FAA considering plan to land space vehicles near Madison
MADISON – Residents in south end of Madison may soon easily witness history in the making from their own backyards. The Huntsville-Madison County Airport Authority is proposing to operate the Huntsville International Airport (HSV) as a hub for the aerospace industry.
The FAA is considering approving the airport, which is located just south of the Madison city limits, as a commercial space reentry site, and Sierra Space is proposing to reenter its Dream Chaser vehicle at HSV.
To operate a commercial space reentry site at HSV, the Authority must obtain a Reentry Site Operator License from the FAA. To reenter the Dream Chaser vehicle at HSV, Sierra Space must obtain a Vehicle Operator License from the FAA.
According to the FAA, they will evaluate the applications before making determinations on approval/disapproval of the licenses.

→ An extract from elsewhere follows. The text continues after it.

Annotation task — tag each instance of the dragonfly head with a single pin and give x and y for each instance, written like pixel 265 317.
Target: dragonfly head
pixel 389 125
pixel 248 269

Through the evaluation processes, the FAA will complete reviews on safety, environmental impacts, airspace integration, policy, and reentry site location, in accordance with relevant FAA regulations and the National Environmental Policy Act.
The Huntsville International Airport serves more than 1.2 million passengers each year, and is the largest commercial airport in northern Alabama. It spans about 6,000 acres
Sierra Space is developing the Dream Chaser, a reusable reentry vehicle capable of carrying payloads to and from low Earth orbit, including delivering supplies to the International Space Station under the Commercial Resupply Services 2 (CRS-2) contract with the National Aeronautics and Space Administration.
The Dream Chaser vehicle would be carried as payload on a vertically-launched United Launch Alliance Atlas 5. HSV does not support vertical launches of space vehicles; therefore, launch activities would occur at another site, such as Cape Canaveral.
The reentry vehicle would reenter from the south on an ascending trajectory, with high atmospheric overflight of the southwestern U.S. or Central American countries, before landing at HSV. The reentry vehicle would remain above 60,000 feet altitude above mean sea level for the majority of the overflight of Texas, Arkansas, Louisiana, Mississippi, and Alabama. The reentry vehicle would descend below 60,000 feet altitude above mean sea level approximately 10 to 20 miles from HSV prior to landing and would operate below 60,000 mean sea level for about three to four minutes.